George Espinal y su concilio comunitario
George Espinal presidente del Concilio Comunitario del Cuartel 34 en el alto Manhattan.
Foto: José Acosta / EDLP

alto manhattan – A sus 25 años, George Espinal preside desde hace cuatro el Concilio Comunitario del Cuartel 34, en el Alto Manhattan. Hijo de madre puertorriqueña y padre dominicano, Espinal nació en Nueva York y desde su adolescencia se sintió inclinado hacia las luchas sociales. Fue encargado de enlace comunitario para el asambleísta Guillermo Linares, cargo que dejó para terminar sus estudios universitarios. Espinal está completando una licenciatura en Administración Pública en John Jay College, y piensa estudiar Derecho.

-¿Qué es el Concilio Comunitario del Cuartel 34?

-Es un grupo de gente de la comunidad (residentes, pequeños negociantes, etc.), que se reúne una vez al mes con el interés de mejorar la relación entre la Policía y la comunidad, en temas de seguridad pública y calidad de la vida.

-¿En qué consisten las reuniones del Concilio?

-Las reuniones son ideales para la gente de la comunidad comunicar directamente a la Policía los problemas que la aquejan y buscar soluciones. Es una buena oportunidad porque en ellas participa el Comandante del cuartel. Hay muchos problemas que los residentes no comunican a la Policía porque no le tienen confianza. Así que el Concilio actúa como un puente entre la comunidad y la Policía, para que desarrollen confianza mutua y trabajen unidas.
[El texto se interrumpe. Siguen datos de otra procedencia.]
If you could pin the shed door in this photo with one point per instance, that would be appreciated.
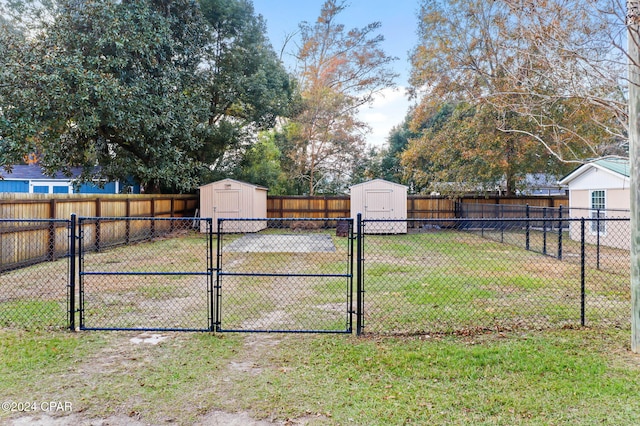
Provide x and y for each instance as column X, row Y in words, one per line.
column 378, row 204
column 226, row 203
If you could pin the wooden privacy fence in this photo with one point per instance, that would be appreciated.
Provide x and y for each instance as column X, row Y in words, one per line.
column 40, row 231
column 418, row 206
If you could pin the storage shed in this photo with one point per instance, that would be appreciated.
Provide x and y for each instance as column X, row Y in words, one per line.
column 600, row 189
column 380, row 199
column 229, row 198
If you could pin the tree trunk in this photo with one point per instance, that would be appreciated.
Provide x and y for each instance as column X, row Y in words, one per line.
column 633, row 26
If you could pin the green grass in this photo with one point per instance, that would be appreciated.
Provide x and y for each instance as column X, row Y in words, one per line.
column 33, row 313
column 558, row 377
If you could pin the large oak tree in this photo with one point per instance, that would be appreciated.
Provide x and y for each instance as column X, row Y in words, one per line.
column 338, row 71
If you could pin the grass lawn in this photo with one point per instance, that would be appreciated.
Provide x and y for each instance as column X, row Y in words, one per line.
column 583, row 376
column 450, row 287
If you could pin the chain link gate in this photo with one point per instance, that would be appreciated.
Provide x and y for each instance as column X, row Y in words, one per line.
column 284, row 275
column 152, row 274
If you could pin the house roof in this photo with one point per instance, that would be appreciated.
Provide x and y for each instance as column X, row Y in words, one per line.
column 34, row 172
column 615, row 165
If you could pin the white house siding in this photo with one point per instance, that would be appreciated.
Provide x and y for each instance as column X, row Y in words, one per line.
column 617, row 204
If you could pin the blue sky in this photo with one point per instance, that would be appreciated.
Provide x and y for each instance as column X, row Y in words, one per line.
column 399, row 24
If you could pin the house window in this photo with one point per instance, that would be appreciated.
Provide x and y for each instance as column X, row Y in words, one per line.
column 598, row 205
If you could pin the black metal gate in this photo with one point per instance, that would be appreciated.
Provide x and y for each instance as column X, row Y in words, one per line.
column 151, row 274
column 284, row 275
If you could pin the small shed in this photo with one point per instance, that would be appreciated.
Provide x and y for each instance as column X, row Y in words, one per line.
column 600, row 189
column 380, row 199
column 229, row 198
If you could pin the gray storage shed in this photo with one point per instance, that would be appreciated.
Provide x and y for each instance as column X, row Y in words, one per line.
column 380, row 199
column 229, row 198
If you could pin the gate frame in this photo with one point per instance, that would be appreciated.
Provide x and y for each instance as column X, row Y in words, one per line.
column 81, row 273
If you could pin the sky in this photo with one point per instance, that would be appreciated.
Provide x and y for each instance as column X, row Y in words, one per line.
column 398, row 26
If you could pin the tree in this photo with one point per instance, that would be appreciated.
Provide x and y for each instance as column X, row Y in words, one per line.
column 148, row 89
column 338, row 72
column 460, row 149
column 247, row 87
column 533, row 64
column 633, row 21
column 113, row 84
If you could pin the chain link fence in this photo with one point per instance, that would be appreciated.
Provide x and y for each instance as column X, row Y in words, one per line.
column 463, row 274
column 145, row 274
column 34, row 273
column 415, row 276
column 287, row 275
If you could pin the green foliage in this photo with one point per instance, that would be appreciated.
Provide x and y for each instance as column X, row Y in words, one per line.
column 152, row 90
column 338, row 71
column 461, row 149
column 246, row 85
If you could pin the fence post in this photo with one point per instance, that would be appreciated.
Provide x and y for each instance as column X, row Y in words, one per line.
column 598, row 239
column 502, row 224
column 51, row 249
column 544, row 230
column 212, row 319
column 72, row 273
column 216, row 305
column 528, row 228
column 359, row 280
column 582, row 272
column 560, row 234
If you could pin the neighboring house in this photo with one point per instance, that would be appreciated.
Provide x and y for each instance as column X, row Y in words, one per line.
column 233, row 199
column 541, row 184
column 600, row 189
column 30, row 179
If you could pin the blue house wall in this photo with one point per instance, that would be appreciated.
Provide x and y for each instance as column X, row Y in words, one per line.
column 23, row 177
-¿Danos un ejemplo de un problema que el Concilio haya resuelto?

-Uno de los peores era el ruido y la falta de seguridad ciudadana en la calle Dyckman, en el barrio de Inwood. Había un conflicto entre los residentes y los dueños de negocios por el ruido y el alboroto que hacía la gente. El Concilio pasó una resolución, y se logró que el cuartel aumentara la presencia policial en el área, y que los pequeños negocios moderaran el ruido.

-¿Cuántos miembros tiene el Concilio y qué se requiere para serlo?

-Más de 100. Hay que tener más de 18 años, vivir en la comunidad o ser un pequeño negociante del área, y haber participado en tres reuniones en un año.